Frankfurt/Main (dpa) - Von der Fußball-Weltmeisterschaft profitiert nach Meinung des Ethnologen Hans Peter Hahn nur Südafrika - der restliche Kontinent hat nichts von dem Großereignis.

Die Vorstellung des Fußballweltverbandes FIFA, dass ganz Afrika Vorteile aus der weltweit beachteten Sportveranstaltung ziehen könne, habe sich nicht bestätigt: «Es ist einfach nichts passiert», stellte der Professor an der Frankfurter Goethe-Universität im Gespräch mit der Nachrichtenagentur dpa fest.

In Südafrika seien dank der Weltmeisterschaft etwa Arbeitsplätze geschaffen und die Infrastruktur verbessert worden. «In dem Land tut sich was.
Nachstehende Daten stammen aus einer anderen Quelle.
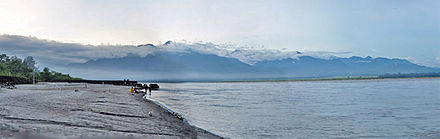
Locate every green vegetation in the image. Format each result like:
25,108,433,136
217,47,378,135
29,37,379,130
0,54,81,81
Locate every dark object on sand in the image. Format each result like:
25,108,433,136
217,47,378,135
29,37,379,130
0,76,32,85
150,83,159,90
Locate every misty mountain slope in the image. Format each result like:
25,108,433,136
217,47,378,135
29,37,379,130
69,51,440,79
69,52,254,74
254,56,439,77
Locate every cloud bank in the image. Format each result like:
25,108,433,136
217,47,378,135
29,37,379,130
0,35,350,65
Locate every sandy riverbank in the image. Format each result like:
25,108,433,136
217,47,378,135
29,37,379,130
0,83,220,138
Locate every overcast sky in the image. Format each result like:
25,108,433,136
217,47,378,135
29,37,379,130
0,0,440,67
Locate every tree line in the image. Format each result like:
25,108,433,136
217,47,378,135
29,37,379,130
0,54,80,82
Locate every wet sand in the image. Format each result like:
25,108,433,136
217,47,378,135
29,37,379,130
0,83,221,138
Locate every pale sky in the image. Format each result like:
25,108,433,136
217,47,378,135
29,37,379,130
0,0,440,67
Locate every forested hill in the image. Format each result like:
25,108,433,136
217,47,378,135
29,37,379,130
0,54,79,81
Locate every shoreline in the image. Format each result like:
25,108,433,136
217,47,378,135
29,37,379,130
0,83,223,138
135,94,226,138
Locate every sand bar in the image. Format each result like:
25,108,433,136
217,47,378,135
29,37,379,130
0,83,221,138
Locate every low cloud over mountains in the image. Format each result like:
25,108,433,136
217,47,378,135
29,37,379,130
0,35,440,80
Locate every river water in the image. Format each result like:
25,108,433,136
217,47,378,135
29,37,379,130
146,79,440,138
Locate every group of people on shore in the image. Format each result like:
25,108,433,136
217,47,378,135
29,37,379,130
130,84,152,99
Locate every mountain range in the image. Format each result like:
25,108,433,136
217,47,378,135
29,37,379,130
67,51,440,81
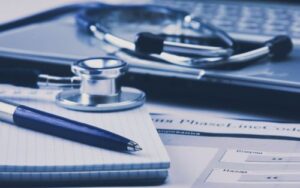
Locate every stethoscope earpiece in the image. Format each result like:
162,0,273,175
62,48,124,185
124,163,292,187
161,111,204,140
265,35,293,59
56,57,145,112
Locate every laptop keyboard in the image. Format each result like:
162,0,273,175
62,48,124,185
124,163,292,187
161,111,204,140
157,0,300,42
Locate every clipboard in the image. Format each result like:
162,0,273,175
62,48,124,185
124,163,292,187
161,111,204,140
0,3,300,109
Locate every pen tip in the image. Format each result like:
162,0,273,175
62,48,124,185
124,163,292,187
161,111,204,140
127,141,142,151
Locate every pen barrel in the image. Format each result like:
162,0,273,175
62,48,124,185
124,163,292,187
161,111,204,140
13,105,130,151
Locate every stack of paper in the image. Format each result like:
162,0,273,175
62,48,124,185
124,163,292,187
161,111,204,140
0,86,170,184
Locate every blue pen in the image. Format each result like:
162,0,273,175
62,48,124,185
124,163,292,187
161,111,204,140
0,100,142,152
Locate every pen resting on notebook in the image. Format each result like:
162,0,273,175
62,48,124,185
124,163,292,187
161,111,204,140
0,100,142,151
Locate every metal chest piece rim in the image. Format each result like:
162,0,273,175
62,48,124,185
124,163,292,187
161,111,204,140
56,57,145,112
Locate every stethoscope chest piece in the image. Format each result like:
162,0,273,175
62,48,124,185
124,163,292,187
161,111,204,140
56,57,145,112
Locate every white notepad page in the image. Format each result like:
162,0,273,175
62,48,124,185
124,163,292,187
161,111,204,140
0,86,170,172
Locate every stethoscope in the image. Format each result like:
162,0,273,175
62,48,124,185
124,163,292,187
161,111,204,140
0,4,292,112
1,57,145,112
76,4,293,68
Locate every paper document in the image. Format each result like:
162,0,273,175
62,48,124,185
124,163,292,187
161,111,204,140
0,87,170,185
0,85,300,188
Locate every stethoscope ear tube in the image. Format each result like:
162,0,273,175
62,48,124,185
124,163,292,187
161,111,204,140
77,5,293,69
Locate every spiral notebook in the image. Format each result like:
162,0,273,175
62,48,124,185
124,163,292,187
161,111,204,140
0,86,170,184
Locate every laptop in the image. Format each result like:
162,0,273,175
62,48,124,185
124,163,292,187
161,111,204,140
0,0,300,106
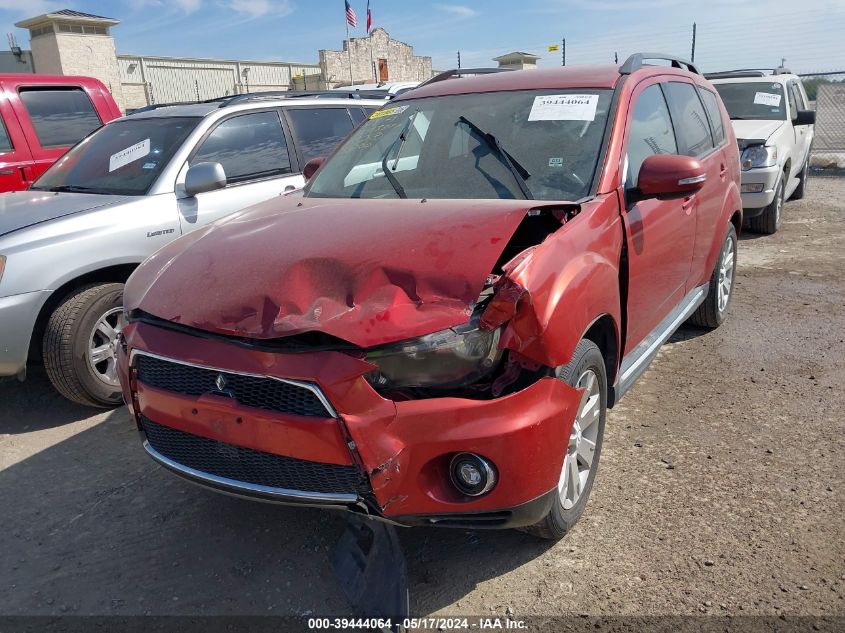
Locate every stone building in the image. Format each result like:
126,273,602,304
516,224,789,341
15,9,126,110
493,51,540,70
320,28,431,86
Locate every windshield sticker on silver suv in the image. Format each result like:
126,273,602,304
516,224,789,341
109,138,150,172
754,92,780,107
528,94,599,121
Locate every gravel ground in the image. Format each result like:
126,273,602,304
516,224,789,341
0,178,845,617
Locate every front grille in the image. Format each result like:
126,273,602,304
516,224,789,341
136,354,333,418
141,416,362,494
Die Regierung schaut plötzlich nicht mehr aufs Geld.» Die Millioneninvestitionen seien bis in die Slums zu spüren.

Andere Länder des afrikanischen Kontinents wie Burkina Faso oder Kamerun hätten aber keine Chancen auf besondere Förderung im Zusammenhang mit der Fußball-WM. «Trotzdem bleibt der verzweifelte Kampf, sich über den Fußball zu profilieren», sagte Hahn.
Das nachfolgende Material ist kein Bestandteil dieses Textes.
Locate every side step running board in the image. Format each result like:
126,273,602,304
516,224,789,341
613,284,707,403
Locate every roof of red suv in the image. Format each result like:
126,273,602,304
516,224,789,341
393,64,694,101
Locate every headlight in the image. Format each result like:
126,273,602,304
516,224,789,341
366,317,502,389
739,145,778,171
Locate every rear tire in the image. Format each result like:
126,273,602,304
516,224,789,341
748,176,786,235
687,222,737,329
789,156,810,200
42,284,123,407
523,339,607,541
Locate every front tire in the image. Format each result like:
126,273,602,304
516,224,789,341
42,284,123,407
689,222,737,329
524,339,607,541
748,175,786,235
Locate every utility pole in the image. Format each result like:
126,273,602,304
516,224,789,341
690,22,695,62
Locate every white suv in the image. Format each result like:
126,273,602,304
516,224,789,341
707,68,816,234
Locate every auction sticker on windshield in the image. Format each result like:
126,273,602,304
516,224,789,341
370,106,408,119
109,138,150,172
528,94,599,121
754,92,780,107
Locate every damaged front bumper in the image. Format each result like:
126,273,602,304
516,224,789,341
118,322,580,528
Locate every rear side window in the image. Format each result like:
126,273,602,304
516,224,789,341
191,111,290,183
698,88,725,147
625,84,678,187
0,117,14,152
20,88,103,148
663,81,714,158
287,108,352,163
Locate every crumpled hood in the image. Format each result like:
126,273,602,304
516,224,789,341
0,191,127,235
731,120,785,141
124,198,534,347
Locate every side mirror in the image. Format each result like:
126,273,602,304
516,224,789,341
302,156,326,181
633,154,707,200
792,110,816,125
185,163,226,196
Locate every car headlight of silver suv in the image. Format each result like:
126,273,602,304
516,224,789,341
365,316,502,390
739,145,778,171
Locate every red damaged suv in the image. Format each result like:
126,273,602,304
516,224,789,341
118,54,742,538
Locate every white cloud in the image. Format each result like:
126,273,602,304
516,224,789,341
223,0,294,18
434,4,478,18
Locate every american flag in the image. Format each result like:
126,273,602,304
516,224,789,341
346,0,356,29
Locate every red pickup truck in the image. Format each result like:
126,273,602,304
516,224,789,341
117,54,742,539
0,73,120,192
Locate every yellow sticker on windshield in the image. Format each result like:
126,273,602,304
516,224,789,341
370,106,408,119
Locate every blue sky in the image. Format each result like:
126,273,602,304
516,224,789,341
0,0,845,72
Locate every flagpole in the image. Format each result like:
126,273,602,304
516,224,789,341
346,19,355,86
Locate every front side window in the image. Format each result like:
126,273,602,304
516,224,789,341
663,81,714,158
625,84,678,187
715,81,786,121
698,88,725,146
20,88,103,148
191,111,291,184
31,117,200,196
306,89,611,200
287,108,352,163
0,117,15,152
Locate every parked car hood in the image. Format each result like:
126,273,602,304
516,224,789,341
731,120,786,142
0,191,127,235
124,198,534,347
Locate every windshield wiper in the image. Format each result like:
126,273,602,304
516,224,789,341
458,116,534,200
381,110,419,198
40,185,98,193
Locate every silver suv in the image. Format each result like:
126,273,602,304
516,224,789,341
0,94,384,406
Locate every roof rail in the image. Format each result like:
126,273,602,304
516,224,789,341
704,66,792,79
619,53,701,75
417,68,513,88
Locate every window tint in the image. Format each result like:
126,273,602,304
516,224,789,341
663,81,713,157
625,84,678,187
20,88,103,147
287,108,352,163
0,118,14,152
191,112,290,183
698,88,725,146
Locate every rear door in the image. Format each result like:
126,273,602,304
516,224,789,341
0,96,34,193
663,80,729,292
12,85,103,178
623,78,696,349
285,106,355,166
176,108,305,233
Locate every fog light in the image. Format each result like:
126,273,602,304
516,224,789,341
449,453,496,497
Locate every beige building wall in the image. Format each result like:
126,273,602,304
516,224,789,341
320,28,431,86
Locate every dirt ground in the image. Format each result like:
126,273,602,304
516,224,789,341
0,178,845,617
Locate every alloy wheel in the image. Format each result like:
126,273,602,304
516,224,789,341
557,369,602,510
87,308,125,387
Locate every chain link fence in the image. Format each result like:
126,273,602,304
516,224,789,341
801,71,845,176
Der Sport biete für viele einen Zugang zur Weltgemeinschaft und zu Werten wie Fairness. Deshalb legten junge Afrikaner ihre Hoffnungen in den Fußball. Bei Forschungsprojekten steckten ihm Jungen Zettel zu, dass sie der beste Spieler der Schule seien und er ihnen zu einer Karriere in Europa verhelfen solle, berichtete Hahn.

Der stellvertretende Vorsitzende der Deutschen Gesellschaft für Völkerkunde vermutet, dass Südafrika von den Fortschritten infolge der WM 2010 lange profitieren werde. «Das funktionierende System im öffentlichen Verkehr zum Beispiel wird wohl bleiben.» In diesem Sinn wirke Fußball wie Entwicklungshilfe.